Am 13. Jänner – und damit genau zwei Wochen vor den Gedenkfeiern anläßlich des 60. Jahrestages der Befreiung des KZ Auschwitz-Birkenau – wurde ein Brief an die russische Generalstaatsanwaltschaft geschickt, in dem es hieß, daß Juden selbst Anschläge auf Synagogen sowie Schändungen jüdischer Friedhöfe verübten, um "Strafmaßnahmen gegen (russische) Patrioten zu erreichen". Zudem sei die jüdische Religion "antichristlich und menschenfeindlich". Sie trage auch an im zaristischen Rußland "gerichtlich bewiesenen Ritualmorden" Schuld.4 Weiteres wurde dem Generalstaatsanwalt versichert, daß "in der ganzen Welt eine große Zahl von allgemein anerkannten Fakten und Quellen existiert, auf deren Grundlage man einen unstrittigen Schluß ziehen kann: die ablehnenden Einschätzungen der für das Judentum typischen Eigenschaften und Aktivitäten gegen Nichtjuden durch russische Patrioten entsprechen der Wahrheit, wobei diese Aktivitäten nicht zufällig, sondern im Judaismus vorgeschrieben sind und seit zwei Jahrtausenden praktiziert werden …"

Konkret haben gerade die Juden einen wütenden Widerstand gegen die Einführung des Faches ‚Grundlagen der orthodoxen Kultur’ in den Schulen geleistet, und gerade auf Initiative der Juden ist es uns, dem staatsbildenden russischen Volk, verboten, im Paß unsere Nationalität anzuführen.

"Daher müssen wir uns zum Schutz unserer Heimat wie auch der persönlichen Selbstverteidigung an Sie, Herr Generalstaatsanwalt, mit der nachdrücklichen Bitte wenden, in kürzester Zeit die oben dargelegten himmelschreienden Fakten zu prüfen und, wenn sie sich bestätigen, auf der Grundlage der entsprechenden Artikel des Strafgesetzbuches der Ruß-ländischen Föderation, des Gesetzes "Über den Widerstand gegen extremistische Tätigkeit" (2002) und des Artikels 13 der Verfassung der Rußländischen Föderation ("Gründung und Tätigkeit gesellschaftlicher Vereinigungen, deren Ziele auf die Schürung von sozialem, rassischem, nationalem und religiösem Hader gerichtet sind, sind verboten") offiziell eine Strafsache über das Verbot aller religiöser und nationaler jüdischer Vereinigungen als extremistisch einzuleiten.
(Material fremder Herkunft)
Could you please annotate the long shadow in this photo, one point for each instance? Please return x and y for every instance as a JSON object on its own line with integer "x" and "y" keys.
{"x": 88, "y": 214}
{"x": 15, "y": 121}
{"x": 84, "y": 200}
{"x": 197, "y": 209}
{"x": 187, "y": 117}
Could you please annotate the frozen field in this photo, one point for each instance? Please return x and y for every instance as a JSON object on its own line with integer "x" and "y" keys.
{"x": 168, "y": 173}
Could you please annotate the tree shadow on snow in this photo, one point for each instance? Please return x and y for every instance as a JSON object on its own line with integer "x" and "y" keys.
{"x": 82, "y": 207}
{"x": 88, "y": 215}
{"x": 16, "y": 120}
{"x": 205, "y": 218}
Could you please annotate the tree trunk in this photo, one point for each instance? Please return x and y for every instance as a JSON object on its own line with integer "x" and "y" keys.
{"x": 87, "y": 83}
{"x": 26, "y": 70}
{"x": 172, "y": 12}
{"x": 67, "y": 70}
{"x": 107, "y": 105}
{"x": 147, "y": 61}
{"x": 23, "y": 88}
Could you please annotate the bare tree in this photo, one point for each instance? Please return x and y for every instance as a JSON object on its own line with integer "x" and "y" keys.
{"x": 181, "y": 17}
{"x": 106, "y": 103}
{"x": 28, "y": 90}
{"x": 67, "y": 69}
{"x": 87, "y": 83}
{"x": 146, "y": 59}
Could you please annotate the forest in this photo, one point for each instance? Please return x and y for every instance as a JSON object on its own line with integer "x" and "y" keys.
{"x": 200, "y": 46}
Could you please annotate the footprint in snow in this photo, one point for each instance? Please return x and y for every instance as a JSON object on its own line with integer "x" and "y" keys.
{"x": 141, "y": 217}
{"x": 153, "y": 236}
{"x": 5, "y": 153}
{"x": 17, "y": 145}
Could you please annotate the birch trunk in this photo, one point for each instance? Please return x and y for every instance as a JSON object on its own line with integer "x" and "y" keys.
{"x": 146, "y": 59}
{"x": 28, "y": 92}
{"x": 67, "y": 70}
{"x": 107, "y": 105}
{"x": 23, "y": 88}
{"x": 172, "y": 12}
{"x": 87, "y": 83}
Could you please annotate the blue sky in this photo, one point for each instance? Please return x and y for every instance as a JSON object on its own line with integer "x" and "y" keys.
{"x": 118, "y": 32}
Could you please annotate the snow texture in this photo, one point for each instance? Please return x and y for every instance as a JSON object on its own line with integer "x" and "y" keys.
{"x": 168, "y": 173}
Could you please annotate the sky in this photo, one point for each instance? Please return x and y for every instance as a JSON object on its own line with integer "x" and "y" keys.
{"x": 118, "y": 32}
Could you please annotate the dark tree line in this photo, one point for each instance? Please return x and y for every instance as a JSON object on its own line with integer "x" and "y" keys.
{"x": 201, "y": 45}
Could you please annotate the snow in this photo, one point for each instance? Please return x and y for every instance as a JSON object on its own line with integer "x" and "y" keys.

Personen, die dafür verantwortlich sind, diesen Vereinigungen staatliches und Gemeinde-Eigentum, Privilegien und staatliche Finanzierung zur Verfügung zu stellen, bitten wir auch zur Verantwortung zu ziehen, ungeachtet der von ihnen bekleideten Posten".5

Diese in der (sich selbst "patriotisch" nennenden) Zeitung "Orthodoxe Rus" veröffentlichte Eingabe wurde von etwa 500 Personen unterzeichnet, darunter folgenden Abgeordneten des Unterhauses des Parlaments (Staatsduma): Sergej Glotow, Anatolij Greschnewikow, Sergej Grigorjew, Alexander Krutow, Nikolaj Leonow, Igor Rodionow (ein ehemaliger russischer Verteidigungsminister), Andrej Saweljow, Jurij Saweljow, Irina Saweljowa, Iwan Chartschenko, Alexander Tschujew (alle von der linksnationalistischen Fraktion "Rodina"/"Heimat") sowie Nikolaj Jeserskij, Wladimir Kaschin, Nikolaj Kondratenko (ein früherer Gouverneur der Region Krasnodar), Albert Makaschow (ein General a.D.), Pjotr Swetschnikow und Sergej Sobko (alle von der Fraktion der Kommunistischen Partei der Rußländischen Föderation/KPRF). Vertreter der ultranationalistischen und nur dem Namen nach "Liberal-demokratischen Partei" (LDPR) Wladimir Schirinowskijs, der – obwohl selbst jüdischer Abstammung (seine Aussage "Meine Mutter war Russin, mein Vater Jurist" wurde geradezu sprichwörtlich) – in der Vergangenheit immer wieder durch antisemitische Ausfälle von sich reden gemacht hatte, fehlten zur Überraschung nicht weniger Beobachter.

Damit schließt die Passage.